Mientras caminaba hoy en mis asuntos medulares, noté entre mis rutinas la rutina de tí. Ese microcosmos que se define con tu nombre y apellido que aunque haya querido obviar, me he tomado por sorpresa observando en varias ocasiones. Sin notarlo, todos hemos sido víctimas de esto. Te observo de lejos, caminando con esa sonrisa que te define, con las mismas amistades de siempre, y un espacio a tu izquierda que quisiera fuese mío. Pero no lo es.
Entonces me pregunto como es posible que seas tu parte de mi rutina y ni siquiera sepas que existo. Me cuestiono si has notado que cambio mis rutas para pasarte por el lado sin querer queriendo, esperando a cambio solo la leve oportunidad de que por dos o tres segundos me mires, y sepas que estoy, que existo.

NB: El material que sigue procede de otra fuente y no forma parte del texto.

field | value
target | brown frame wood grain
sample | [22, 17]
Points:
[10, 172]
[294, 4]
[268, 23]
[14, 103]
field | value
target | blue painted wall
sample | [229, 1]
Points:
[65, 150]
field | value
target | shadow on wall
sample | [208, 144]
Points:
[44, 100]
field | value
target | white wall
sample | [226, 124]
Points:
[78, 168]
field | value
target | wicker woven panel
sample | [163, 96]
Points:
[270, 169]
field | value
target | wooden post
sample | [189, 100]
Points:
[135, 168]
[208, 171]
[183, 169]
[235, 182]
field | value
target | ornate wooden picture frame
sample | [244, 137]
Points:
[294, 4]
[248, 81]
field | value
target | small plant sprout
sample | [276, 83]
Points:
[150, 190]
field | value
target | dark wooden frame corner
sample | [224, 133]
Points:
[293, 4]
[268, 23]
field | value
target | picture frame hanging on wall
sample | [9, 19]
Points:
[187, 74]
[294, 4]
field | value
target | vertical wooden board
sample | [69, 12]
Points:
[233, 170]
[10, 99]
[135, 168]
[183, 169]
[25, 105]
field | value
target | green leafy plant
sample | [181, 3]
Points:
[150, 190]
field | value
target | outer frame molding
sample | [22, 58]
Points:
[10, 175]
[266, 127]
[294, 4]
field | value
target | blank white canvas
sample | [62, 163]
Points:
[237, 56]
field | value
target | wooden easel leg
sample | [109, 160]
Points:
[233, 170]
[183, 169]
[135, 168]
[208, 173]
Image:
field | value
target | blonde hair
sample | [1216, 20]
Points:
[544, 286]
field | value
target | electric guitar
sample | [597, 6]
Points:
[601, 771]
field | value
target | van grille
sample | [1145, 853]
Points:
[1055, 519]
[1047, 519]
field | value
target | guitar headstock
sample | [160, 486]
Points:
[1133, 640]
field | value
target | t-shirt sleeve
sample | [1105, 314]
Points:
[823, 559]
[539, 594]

Es así como noto que soy parte del mar, del mar de personas cuyas gotas favoritas miran desde lejos, con una admiración parecida a la que se le tiene a una gran pintura que no se puede tocar. Porque nos parecen magia, falacia, mentira. Y si algún día notas que soy real, me convertiría yo en la obra de arte para asimilar la perfección a la que me conformo con solo admirar.